Having recognized this pattern, I’m wary of propagating the idea that the degree to which I allow myself to enjoy the present is contingent upon my perceived control over the future. If I white knuckle my way through the joy rides, someday I may look in the rearview mirror to find I blew past the most important stops. To challenge my future-oriented tendencies, I’ve started asking myself the following questions when I start to treat life like something to “get through” rather than enjoy:
“What can I do right now?” I tend to mentally rehearse hypothetical situations to anticipate how to prevent a worst-case scenario from occurring. I’ve spent a lot of energy conjuring up “escape routes” to mitigate potential sources of discomfort, no matter how remote or unlikely they are. While my meticulous plans have served me well within certain contexts, if I spent half as much time crafting analogies as I spent constructing elaborate solutions to problems that never even manifest…well, I might know where the hell I was going with this. Worrying about the what-ifs can trigger unnecessary anxiety. To keep myself in check, I ask what’s within my control, even if it’s as little as my reaction to whatever’s happening around me. By focusing on what I can do, I feel less helpless about what’s out of my control and reassured that I’m capable of tackling whatever lies ahead.

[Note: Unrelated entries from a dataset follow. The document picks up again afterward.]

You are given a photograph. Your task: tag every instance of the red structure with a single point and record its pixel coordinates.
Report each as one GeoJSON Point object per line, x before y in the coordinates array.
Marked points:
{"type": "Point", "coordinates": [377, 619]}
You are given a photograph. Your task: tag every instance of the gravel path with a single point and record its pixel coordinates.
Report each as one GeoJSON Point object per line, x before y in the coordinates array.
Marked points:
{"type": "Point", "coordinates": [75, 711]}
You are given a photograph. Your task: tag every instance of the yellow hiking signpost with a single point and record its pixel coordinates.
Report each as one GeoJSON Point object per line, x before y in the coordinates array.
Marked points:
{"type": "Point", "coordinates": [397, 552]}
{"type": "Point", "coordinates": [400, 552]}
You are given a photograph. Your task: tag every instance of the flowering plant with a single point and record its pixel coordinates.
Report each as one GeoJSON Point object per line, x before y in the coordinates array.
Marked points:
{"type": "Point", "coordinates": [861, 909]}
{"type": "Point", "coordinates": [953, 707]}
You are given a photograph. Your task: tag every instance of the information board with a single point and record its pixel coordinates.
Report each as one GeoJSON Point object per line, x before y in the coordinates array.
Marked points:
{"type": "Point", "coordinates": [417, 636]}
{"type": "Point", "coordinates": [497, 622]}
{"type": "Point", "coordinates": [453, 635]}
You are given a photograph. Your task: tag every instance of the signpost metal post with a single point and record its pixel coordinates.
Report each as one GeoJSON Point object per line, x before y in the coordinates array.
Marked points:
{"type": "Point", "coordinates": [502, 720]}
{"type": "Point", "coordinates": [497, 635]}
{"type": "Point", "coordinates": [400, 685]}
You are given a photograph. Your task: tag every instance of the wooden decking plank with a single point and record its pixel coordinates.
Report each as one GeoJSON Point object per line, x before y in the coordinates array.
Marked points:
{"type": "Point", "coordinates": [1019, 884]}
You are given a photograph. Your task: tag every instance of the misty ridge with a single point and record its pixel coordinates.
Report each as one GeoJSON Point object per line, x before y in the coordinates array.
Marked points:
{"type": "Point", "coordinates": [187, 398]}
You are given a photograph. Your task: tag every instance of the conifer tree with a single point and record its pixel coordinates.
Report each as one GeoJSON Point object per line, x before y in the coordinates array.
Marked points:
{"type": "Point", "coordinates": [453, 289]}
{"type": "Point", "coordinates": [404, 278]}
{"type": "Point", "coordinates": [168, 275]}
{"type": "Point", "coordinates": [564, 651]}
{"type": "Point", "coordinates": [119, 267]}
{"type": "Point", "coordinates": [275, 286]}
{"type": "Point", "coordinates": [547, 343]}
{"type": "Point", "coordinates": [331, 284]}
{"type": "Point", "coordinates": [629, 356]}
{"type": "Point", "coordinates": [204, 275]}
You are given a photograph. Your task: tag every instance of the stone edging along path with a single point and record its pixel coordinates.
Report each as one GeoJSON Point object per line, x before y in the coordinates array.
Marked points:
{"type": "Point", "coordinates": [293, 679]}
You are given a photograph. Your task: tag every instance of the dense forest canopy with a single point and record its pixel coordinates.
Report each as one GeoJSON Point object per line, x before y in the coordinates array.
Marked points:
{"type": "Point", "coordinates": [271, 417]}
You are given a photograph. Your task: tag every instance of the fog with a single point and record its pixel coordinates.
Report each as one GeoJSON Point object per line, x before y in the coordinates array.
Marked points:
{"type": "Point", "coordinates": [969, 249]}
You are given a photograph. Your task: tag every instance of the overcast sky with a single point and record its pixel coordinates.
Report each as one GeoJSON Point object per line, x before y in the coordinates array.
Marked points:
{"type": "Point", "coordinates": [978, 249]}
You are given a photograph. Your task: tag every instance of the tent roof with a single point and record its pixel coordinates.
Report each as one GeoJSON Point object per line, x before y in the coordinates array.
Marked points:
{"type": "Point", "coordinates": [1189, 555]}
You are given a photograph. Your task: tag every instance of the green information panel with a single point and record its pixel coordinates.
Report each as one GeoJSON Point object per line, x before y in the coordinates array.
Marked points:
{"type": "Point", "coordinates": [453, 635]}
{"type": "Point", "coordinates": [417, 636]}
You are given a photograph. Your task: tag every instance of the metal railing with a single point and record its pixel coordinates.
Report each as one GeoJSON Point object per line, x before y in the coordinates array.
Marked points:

“What’s going well?” It occurred to me recently that I forfeit a lot of my power by giving attention to fleeting negativity that, when obsessively rehashed, can transform a bad moment into a bad day. The mental energy I use to perpetuate those thoughts could be just as easily channeled into thinking about how many overwhelmingly positive reasons there are to have a good day. No matter how persistent or severe the stressor, practicing gratitude is the most effective way I gain a clear, objective perspective of my good fortune. I take stock of all the places I receive support, positive affirmation, and self-esteem before I complain about what’s lacking. After I cover the full inventory of my health status, family life, relationships, career, hobbies, and financial stability, I always discover that even when I feel insecure about a couple categories, something is always going right. I prefer to approach gratitude from a place of abundance by appreciating what I have rather than leveraging someone else’s misfortune to feel better about my circumstances, but I don’t get to police how anyone else counts their blessings.
“Where am I?” Relax; I’m not diving into existentialism here. Maybe I’d have something more insightful to share if spent my early 20s Keeping Up with Kierkegaard instead of the Kardashians. Asking myself, “where am I?” means checking in to see where my feet are literally planted the moment I feel anxiety beginning to brew. More often than not, I’m in the comfort of my home or I’m in a familiar, safe place like my car or my office. Acknowledging that I’m not in the presence of an imminent threat creates a comfortable space to sift through my thoughts.
“What am I sacrificing?” I’m quick to ignore what I need now if I believe it will help me achieve what I want later. As a result, I’ve sacrificed a lot of today’s peace for tomorrow’s preparedness. It’s important for me set boundaries and make conscious choices about how I allocate my time so I don’t end up giving too much of myself to something I come to realize later I didn’t want. There’s nothing wrong with playing the long game and learning when to compromise is an integral part of earning almost anything worth having, but it’s also important to decide at what cost I’m willing to make sacrifices.